On 15 Dec 2008, at 00:09, Michael Ash wrote:

On Sun, Dec 14, 2008 at 12:55 PM, Krishna Kotecha
<krishna.kote...@gmail.com> wrote:
Shouldn't this code be causing an error at some point? And if not, why not?

Any insights or explanations any one has on this would be appreciated.

All C programmers (and therefore all Objective-C programmers) must be
familiar with the phrase "undefined behavior".

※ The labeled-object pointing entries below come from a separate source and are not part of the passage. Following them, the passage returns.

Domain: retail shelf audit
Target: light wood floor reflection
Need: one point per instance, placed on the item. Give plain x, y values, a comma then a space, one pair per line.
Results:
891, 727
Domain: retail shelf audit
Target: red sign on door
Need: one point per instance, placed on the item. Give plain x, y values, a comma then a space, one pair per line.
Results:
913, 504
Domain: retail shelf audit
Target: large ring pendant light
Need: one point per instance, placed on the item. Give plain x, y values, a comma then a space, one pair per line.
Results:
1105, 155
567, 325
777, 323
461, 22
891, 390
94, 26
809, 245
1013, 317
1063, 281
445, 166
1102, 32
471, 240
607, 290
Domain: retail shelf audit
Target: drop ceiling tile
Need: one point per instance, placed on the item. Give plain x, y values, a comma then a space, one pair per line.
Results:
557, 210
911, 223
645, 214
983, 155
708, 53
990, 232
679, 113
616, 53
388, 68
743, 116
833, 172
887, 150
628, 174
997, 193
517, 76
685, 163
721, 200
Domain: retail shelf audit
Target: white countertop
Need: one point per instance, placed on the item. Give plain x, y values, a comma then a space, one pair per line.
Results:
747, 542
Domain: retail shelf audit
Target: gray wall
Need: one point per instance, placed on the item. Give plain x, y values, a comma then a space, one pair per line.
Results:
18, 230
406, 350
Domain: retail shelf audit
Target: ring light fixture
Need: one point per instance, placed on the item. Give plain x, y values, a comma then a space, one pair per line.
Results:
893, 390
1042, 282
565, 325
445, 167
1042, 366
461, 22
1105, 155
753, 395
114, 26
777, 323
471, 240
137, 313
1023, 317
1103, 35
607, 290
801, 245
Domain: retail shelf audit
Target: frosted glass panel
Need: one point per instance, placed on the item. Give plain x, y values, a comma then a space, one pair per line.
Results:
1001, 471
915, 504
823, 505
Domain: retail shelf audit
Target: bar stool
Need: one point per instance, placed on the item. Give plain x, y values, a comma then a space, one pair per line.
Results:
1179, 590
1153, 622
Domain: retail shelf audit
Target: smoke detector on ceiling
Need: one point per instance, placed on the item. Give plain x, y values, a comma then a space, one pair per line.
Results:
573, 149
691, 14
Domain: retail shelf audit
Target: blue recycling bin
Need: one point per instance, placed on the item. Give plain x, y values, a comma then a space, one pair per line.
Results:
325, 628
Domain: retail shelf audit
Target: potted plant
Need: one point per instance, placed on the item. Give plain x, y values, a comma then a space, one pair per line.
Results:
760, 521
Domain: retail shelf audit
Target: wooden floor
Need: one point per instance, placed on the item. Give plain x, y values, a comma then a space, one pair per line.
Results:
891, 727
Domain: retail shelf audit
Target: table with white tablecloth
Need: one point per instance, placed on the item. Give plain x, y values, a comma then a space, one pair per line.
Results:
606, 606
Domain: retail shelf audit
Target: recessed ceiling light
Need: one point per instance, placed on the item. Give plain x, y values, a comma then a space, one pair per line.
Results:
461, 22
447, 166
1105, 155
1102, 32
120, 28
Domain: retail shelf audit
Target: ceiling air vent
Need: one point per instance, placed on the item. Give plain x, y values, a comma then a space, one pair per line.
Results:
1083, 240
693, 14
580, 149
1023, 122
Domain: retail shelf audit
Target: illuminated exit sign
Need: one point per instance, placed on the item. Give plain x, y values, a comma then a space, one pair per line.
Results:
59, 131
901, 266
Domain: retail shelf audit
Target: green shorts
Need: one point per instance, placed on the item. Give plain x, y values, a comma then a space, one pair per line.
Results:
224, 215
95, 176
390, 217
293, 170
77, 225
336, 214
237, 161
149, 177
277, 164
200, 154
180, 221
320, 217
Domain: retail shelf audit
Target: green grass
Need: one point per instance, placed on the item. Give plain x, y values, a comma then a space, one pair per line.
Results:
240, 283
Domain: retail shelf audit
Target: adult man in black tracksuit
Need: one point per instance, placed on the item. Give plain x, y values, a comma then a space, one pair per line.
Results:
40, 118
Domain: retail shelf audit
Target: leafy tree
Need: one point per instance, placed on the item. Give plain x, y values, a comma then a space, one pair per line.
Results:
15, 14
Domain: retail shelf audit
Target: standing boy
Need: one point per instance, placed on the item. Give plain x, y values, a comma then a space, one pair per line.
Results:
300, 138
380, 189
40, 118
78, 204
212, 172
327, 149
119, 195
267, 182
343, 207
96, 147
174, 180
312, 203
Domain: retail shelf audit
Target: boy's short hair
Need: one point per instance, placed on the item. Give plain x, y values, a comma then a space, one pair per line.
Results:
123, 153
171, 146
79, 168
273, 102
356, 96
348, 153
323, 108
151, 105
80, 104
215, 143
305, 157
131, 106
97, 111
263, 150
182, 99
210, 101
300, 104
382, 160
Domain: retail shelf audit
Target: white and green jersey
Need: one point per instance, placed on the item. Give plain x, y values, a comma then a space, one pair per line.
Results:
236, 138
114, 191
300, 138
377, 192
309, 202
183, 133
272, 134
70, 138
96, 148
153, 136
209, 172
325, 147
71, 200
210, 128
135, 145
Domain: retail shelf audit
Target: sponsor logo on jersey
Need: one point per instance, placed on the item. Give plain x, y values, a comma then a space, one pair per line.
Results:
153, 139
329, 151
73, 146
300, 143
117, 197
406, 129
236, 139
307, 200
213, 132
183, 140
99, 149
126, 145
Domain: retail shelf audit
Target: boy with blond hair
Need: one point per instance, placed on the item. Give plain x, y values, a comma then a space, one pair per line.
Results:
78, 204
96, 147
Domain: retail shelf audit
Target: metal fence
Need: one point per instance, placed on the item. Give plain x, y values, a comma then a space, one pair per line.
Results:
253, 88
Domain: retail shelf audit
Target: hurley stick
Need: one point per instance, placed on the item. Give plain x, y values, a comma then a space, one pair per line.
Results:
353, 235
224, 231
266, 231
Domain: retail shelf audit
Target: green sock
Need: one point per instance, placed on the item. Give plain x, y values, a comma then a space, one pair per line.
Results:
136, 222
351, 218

Simply put, undefined behavior is the term the language spec uses most
of the time when you go off the rails. Accessing a bad pointer is
undefined behavior. Calling printf when the format string doesn't
match the arguments is undefined behavior. Bad memory management is
undefined behavior.

The key thing about undefined behavior is that it is *not* a synonym
for "generates an error message and crashes". Instead, it means that
your system is free to do whatever it wants. Another key phrase here
is "nasal demons". In other words, a conforming compiler could, upon
encountering undefined behavior, cause demons to fly out of your nose.
More likely it will simply crash. But the universe of "undefined
behavior" includes the behavior that you actually want to see! Upon
accessing a bad pointer you may get the value you wanted anyway.
Screwing up your printf arguments might produce the output you were
trying to get. Bad memory management might still work despite the
broken code.

So that's all that's going on here. You're invoking undefined behavior
but still surviving the experience. That's par for the course. It's
one of the things that makes programming in C so "fun": when you screw
up, it's likely that the problem will remain hidden, or will disappear
when you run the debugger, or will only happen on your client's
computer and not on yours.

Lol, I completely agree. And am wondering now why I did not came up with this, instead of creating autoreleasepool wars with Ken.